Menteri Perhubungan (Menhub), Budi Karya Sumadi. (Foto: Ist)
Jakarta, Indonesiainfo.id - Menteri Perhubungan (Menhub) Budi Karya Sumadi mengatakan, Pemerintah Indonesia dan Tiongkok berkomitmen untuk terus meningkatkan kerja sama pengembangan infrastruktur transportasi nasional.
Hal tersebut disampaikan Menhub Budi saat membahas peluang peningkatan kerja sama bilateral di sektor transportasi, dengan Menteri Transportasi Republik Rakyat China Li Xiaopeng baru-baru ini.
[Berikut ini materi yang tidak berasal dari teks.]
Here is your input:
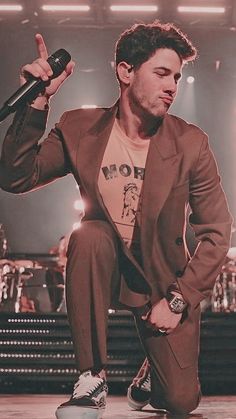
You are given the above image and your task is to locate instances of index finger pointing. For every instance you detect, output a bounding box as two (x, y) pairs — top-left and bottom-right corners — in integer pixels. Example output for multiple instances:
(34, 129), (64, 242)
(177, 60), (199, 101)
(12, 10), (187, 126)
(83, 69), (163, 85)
(35, 33), (48, 60)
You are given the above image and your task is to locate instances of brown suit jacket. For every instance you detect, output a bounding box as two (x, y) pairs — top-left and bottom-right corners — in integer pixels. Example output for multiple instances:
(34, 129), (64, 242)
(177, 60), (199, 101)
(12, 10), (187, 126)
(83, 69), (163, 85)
(0, 105), (231, 368)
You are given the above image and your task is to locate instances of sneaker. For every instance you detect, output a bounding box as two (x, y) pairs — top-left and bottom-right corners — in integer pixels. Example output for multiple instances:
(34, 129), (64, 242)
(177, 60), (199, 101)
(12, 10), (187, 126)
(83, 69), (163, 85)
(127, 358), (151, 410)
(56, 371), (108, 419)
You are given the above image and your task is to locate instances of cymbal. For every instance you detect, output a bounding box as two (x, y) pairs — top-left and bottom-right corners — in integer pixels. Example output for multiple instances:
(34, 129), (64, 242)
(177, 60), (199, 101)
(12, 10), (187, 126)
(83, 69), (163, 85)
(12, 259), (34, 269)
(0, 259), (14, 266)
(227, 247), (236, 260)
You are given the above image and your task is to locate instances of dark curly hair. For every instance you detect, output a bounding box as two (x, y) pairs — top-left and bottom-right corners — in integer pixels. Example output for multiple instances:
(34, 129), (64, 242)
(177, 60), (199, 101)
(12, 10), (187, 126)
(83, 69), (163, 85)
(115, 21), (197, 69)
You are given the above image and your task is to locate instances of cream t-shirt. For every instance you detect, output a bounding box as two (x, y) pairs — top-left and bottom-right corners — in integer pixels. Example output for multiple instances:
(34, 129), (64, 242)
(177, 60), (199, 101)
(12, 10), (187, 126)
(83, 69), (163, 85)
(98, 120), (150, 247)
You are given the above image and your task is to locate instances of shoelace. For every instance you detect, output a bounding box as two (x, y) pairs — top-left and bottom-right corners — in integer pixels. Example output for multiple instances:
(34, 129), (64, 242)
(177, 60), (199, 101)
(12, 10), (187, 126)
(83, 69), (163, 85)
(73, 377), (103, 399)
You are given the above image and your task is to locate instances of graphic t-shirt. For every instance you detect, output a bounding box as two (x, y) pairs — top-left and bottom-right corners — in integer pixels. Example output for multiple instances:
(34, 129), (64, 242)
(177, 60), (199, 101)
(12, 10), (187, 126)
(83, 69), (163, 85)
(98, 120), (150, 247)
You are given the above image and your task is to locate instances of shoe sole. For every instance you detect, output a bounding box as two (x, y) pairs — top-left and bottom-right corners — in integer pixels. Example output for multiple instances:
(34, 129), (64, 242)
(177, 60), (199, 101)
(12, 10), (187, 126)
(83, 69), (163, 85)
(127, 387), (151, 410)
(56, 406), (105, 419)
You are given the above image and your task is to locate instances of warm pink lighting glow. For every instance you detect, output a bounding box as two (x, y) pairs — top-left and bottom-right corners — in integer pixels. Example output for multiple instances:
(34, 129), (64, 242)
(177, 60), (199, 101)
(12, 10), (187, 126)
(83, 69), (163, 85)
(0, 4), (23, 12)
(177, 6), (225, 13)
(42, 4), (90, 12)
(110, 4), (158, 12)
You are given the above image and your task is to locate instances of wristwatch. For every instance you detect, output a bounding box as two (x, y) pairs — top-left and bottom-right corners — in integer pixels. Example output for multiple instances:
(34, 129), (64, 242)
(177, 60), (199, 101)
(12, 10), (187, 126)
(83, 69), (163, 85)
(166, 293), (188, 314)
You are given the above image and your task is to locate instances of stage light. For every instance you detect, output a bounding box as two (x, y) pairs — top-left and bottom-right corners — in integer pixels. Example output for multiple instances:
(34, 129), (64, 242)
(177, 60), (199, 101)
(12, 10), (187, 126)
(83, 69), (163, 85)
(110, 4), (158, 12)
(177, 6), (225, 13)
(187, 76), (195, 84)
(72, 221), (81, 231)
(0, 4), (23, 12)
(41, 4), (90, 12)
(74, 199), (84, 212)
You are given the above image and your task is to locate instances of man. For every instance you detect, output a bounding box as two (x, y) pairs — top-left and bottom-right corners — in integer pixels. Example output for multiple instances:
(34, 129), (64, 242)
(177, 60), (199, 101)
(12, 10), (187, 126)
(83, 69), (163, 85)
(0, 22), (231, 419)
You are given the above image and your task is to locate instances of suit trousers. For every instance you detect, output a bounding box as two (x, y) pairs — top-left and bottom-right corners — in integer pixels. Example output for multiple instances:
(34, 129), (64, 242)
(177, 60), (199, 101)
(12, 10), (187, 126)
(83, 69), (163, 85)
(66, 220), (200, 414)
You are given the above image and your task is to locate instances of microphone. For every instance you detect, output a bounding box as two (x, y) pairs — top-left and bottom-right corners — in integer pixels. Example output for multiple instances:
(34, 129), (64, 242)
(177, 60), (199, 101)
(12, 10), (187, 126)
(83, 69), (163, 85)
(0, 49), (71, 122)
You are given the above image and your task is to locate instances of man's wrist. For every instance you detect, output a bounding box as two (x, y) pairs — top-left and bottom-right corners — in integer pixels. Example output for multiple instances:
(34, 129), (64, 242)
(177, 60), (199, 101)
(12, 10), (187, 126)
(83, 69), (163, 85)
(166, 283), (188, 314)
(30, 95), (50, 111)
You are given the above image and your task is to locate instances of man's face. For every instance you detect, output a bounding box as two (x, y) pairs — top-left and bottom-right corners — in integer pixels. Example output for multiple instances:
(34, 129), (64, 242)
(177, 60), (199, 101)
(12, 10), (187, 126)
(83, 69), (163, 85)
(128, 48), (182, 117)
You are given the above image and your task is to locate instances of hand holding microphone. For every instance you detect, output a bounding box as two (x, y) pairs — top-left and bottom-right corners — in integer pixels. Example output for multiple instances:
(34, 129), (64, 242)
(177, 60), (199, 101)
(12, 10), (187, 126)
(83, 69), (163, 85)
(0, 34), (75, 121)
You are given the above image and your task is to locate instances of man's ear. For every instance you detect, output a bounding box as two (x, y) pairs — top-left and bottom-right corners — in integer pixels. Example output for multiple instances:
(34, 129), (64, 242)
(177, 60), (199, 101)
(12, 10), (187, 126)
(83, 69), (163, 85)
(116, 61), (133, 86)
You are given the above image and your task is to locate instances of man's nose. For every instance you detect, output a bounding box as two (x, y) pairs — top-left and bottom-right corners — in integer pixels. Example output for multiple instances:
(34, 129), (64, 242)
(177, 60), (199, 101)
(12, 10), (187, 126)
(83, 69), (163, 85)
(165, 77), (177, 95)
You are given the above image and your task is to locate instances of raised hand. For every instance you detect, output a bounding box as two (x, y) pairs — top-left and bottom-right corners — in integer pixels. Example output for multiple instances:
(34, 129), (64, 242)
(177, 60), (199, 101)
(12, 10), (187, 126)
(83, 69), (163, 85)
(20, 34), (75, 98)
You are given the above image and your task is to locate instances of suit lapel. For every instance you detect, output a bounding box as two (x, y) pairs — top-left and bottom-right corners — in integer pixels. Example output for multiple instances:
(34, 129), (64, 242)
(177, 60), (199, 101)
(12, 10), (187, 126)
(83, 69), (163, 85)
(77, 106), (117, 210)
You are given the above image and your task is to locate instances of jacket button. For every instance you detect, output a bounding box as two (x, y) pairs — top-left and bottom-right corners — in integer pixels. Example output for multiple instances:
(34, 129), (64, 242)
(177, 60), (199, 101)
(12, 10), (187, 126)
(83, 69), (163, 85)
(175, 271), (183, 278)
(175, 237), (184, 246)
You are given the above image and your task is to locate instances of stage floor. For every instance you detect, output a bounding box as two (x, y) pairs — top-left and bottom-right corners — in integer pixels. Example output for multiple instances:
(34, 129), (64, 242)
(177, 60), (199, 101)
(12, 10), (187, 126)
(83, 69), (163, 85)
(0, 394), (236, 419)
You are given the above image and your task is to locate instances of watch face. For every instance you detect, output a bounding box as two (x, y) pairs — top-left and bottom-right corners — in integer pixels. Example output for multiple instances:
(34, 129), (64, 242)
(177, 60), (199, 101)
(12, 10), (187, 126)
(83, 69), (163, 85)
(169, 296), (187, 313)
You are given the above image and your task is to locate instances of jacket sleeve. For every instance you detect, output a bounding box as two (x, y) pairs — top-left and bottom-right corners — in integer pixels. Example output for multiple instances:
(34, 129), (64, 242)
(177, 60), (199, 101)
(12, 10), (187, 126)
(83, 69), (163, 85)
(0, 106), (69, 193)
(177, 135), (232, 307)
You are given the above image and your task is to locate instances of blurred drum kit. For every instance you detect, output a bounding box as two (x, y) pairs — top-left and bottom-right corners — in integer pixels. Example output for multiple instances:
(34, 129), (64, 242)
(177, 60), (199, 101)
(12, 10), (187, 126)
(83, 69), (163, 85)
(211, 247), (236, 313)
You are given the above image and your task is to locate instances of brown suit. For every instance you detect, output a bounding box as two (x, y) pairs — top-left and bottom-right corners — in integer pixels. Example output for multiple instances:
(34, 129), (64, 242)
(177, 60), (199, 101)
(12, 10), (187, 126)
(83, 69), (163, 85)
(0, 105), (231, 414)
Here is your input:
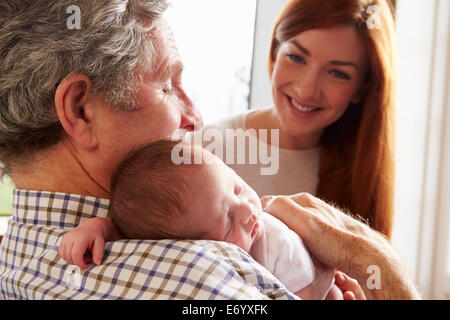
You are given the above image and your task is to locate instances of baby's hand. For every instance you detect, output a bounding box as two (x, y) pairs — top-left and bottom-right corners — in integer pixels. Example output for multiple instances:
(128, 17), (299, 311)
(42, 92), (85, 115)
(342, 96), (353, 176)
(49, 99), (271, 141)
(334, 271), (366, 300)
(59, 218), (112, 269)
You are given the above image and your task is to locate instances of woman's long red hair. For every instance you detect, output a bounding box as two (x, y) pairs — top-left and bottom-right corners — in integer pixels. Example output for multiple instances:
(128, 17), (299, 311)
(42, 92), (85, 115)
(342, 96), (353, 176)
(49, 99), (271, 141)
(269, 0), (396, 238)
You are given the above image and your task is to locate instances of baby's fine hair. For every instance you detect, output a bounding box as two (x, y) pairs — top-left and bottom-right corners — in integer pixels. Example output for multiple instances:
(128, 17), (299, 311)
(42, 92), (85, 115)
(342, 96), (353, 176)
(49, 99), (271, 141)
(109, 140), (197, 239)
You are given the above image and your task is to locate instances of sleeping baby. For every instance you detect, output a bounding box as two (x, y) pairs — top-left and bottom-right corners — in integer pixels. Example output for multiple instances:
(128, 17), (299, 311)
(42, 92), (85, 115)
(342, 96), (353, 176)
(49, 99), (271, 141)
(59, 140), (359, 299)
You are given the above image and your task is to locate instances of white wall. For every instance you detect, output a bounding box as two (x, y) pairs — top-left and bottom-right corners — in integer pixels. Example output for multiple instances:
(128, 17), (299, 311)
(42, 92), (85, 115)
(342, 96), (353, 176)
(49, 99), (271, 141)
(250, 0), (288, 109)
(393, 0), (450, 298)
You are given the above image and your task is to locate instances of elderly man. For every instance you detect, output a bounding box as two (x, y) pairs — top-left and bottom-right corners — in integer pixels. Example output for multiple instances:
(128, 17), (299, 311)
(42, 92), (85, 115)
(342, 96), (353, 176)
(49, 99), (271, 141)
(0, 0), (420, 299)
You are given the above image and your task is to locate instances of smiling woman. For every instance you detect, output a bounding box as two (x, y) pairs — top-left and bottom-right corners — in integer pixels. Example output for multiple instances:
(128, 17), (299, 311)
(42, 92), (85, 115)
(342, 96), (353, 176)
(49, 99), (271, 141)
(199, 0), (396, 237)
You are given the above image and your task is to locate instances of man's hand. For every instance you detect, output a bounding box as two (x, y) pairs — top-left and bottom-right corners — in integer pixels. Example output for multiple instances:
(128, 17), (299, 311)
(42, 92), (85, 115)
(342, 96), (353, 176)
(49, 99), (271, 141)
(261, 193), (420, 299)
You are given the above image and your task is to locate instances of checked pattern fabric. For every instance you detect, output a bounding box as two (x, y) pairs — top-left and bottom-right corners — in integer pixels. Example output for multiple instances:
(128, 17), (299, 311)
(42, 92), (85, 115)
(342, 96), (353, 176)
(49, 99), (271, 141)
(0, 189), (297, 299)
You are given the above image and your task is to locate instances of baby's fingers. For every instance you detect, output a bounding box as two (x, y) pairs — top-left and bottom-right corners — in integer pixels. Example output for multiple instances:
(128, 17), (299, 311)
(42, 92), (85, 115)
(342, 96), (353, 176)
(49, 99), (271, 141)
(71, 242), (88, 270)
(92, 237), (105, 266)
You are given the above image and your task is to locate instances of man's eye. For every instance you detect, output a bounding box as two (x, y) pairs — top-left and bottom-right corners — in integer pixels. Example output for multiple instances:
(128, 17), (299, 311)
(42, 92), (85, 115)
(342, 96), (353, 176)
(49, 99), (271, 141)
(162, 79), (173, 93)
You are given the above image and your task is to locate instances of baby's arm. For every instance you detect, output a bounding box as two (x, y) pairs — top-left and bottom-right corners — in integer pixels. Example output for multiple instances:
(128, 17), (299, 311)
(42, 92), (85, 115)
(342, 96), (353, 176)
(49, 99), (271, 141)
(334, 271), (367, 300)
(295, 271), (366, 300)
(59, 218), (122, 269)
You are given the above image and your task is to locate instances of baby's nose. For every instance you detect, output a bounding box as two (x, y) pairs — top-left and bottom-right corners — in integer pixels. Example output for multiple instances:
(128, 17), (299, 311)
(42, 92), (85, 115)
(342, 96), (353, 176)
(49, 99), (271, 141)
(241, 202), (256, 224)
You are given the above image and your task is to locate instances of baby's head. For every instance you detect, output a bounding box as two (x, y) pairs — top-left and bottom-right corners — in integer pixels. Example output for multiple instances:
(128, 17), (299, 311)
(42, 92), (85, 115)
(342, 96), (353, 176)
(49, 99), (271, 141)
(110, 140), (262, 251)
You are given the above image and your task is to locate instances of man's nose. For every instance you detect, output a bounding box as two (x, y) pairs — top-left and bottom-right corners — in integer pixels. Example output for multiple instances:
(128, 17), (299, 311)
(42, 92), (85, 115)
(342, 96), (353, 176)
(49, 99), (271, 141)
(180, 93), (203, 132)
(239, 201), (255, 225)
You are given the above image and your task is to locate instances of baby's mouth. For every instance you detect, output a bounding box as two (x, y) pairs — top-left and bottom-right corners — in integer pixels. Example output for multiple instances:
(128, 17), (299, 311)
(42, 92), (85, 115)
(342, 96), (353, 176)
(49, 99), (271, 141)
(250, 219), (259, 239)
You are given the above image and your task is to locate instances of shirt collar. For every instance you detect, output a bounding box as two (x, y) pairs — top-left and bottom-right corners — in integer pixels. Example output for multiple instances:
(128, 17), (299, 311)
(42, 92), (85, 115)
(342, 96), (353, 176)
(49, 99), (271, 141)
(12, 189), (109, 229)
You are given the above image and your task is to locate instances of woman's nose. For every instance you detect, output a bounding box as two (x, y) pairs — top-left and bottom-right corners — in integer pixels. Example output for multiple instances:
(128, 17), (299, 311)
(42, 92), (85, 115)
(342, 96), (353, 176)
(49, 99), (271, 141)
(294, 70), (320, 103)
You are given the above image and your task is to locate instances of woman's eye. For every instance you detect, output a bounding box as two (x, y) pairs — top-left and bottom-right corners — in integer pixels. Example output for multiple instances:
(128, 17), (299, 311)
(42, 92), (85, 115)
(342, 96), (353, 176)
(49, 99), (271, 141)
(330, 70), (350, 80)
(162, 79), (173, 93)
(287, 53), (305, 63)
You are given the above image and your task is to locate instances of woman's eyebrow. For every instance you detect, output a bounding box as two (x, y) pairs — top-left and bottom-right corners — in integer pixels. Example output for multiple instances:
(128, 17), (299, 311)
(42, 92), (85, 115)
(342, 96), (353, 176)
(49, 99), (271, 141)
(289, 40), (311, 57)
(330, 60), (358, 69)
(289, 40), (358, 69)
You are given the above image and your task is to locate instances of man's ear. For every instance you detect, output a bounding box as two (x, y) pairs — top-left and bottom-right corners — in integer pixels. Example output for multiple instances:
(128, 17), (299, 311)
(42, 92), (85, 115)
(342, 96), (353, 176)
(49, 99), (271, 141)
(55, 74), (98, 150)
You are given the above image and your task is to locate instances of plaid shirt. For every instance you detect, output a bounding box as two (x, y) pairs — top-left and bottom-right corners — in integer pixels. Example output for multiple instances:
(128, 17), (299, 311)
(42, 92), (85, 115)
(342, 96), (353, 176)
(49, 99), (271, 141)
(0, 189), (296, 299)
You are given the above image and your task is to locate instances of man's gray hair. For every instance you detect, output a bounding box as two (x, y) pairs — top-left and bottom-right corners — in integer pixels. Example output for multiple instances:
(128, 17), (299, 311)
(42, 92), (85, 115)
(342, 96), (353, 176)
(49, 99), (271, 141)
(0, 0), (168, 167)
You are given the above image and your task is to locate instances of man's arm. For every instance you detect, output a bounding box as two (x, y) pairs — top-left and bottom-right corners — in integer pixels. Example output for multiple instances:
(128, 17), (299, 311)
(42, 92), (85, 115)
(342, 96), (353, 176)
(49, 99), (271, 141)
(262, 193), (420, 299)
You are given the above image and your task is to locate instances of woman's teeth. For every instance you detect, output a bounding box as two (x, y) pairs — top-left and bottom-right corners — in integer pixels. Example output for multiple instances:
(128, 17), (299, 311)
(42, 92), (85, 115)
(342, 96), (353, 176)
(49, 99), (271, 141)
(290, 98), (320, 112)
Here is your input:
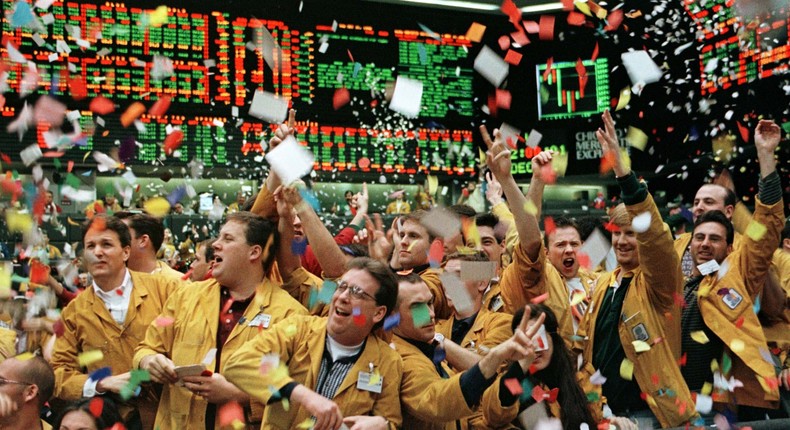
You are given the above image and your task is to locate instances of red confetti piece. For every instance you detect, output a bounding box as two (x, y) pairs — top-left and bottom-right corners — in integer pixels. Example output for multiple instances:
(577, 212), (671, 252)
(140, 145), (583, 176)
(505, 49), (523, 66)
(165, 130), (184, 155)
(148, 96), (171, 116)
(604, 9), (623, 31)
(568, 11), (587, 27)
(217, 401), (245, 427)
(530, 293), (549, 305)
(496, 88), (513, 109)
(538, 15), (554, 40)
(505, 378), (524, 396)
(543, 216), (557, 236)
(332, 87), (351, 110)
(69, 77), (88, 100)
(576, 251), (592, 270)
(154, 317), (175, 327)
(88, 96), (115, 115)
(498, 36), (510, 51)
(736, 121), (749, 142)
(88, 397), (104, 418)
(52, 320), (66, 337)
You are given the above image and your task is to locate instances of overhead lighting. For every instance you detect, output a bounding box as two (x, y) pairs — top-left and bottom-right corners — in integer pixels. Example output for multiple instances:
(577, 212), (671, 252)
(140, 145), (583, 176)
(401, 0), (563, 13)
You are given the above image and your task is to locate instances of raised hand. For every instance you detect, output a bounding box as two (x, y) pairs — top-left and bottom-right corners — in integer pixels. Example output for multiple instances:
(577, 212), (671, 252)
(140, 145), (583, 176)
(480, 125), (511, 182)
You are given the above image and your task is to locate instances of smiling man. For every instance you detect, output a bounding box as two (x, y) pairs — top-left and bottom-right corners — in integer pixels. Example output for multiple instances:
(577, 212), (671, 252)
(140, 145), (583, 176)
(52, 215), (180, 428)
(225, 258), (403, 430)
(133, 212), (306, 430)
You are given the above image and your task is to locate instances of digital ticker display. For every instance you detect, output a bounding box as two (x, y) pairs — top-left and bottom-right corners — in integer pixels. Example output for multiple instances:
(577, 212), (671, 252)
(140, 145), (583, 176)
(0, 0), (478, 174)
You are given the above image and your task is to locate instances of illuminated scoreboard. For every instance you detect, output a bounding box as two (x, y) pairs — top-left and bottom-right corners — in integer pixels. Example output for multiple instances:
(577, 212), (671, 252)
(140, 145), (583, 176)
(684, 0), (790, 95)
(0, 0), (477, 175)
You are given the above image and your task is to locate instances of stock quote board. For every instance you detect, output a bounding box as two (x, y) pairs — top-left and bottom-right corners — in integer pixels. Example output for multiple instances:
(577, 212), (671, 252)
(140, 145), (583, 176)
(0, 0), (478, 175)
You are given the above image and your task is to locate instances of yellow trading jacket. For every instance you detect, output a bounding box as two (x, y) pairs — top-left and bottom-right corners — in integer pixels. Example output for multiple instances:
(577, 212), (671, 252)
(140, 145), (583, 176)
(576, 195), (696, 427)
(501, 243), (596, 349)
(436, 309), (518, 429)
(697, 198), (784, 409)
(392, 336), (475, 430)
(51, 271), (181, 428)
(132, 279), (307, 430)
(225, 315), (403, 429)
(436, 308), (513, 362)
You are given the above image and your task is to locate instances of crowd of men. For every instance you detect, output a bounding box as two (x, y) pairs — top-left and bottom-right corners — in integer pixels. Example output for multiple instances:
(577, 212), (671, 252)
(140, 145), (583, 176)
(0, 112), (790, 430)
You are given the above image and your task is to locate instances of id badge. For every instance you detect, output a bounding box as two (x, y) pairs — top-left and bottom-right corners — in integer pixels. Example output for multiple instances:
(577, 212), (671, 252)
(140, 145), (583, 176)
(247, 314), (272, 328)
(357, 372), (384, 394)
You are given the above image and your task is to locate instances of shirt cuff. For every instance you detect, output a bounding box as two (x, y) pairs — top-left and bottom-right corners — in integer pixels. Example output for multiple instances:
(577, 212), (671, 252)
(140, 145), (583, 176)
(617, 172), (647, 205)
(758, 170), (782, 206)
(459, 364), (496, 409)
(82, 378), (104, 397)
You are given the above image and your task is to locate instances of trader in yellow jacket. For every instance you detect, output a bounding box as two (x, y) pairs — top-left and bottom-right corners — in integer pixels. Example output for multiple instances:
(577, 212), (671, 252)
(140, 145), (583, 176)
(577, 111), (696, 427)
(133, 212), (306, 430)
(52, 215), (180, 429)
(225, 258), (403, 430)
(392, 273), (544, 430)
(683, 120), (784, 421)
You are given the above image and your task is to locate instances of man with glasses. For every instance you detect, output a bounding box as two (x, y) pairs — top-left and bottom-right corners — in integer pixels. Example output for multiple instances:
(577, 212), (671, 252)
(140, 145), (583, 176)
(133, 212), (306, 430)
(225, 258), (403, 430)
(0, 356), (55, 430)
“Kereta Cepat Whoosh Jakarta - Bandung merupakan wujud komitmen kerja sama bilateral, yang kini telah dioperasikan dan mendapatkan antusiasme yang tinggi dari masyarakat. Whoosh ini menjadi proyek yang potensial untuk dikembangkan ke depannya,” ujar Menhub dikutip senin (15/01/24).
Kemudian, terkait pembangunan Kereta Otonom atau Automated Rail Transit (ART) di Ibukota Nusantara (IKN), Menhub menyampaikan telah melakukan penjajakan dengan pihak Tiongkok melalui China Railway Rolling Stock Corporation (CRRC).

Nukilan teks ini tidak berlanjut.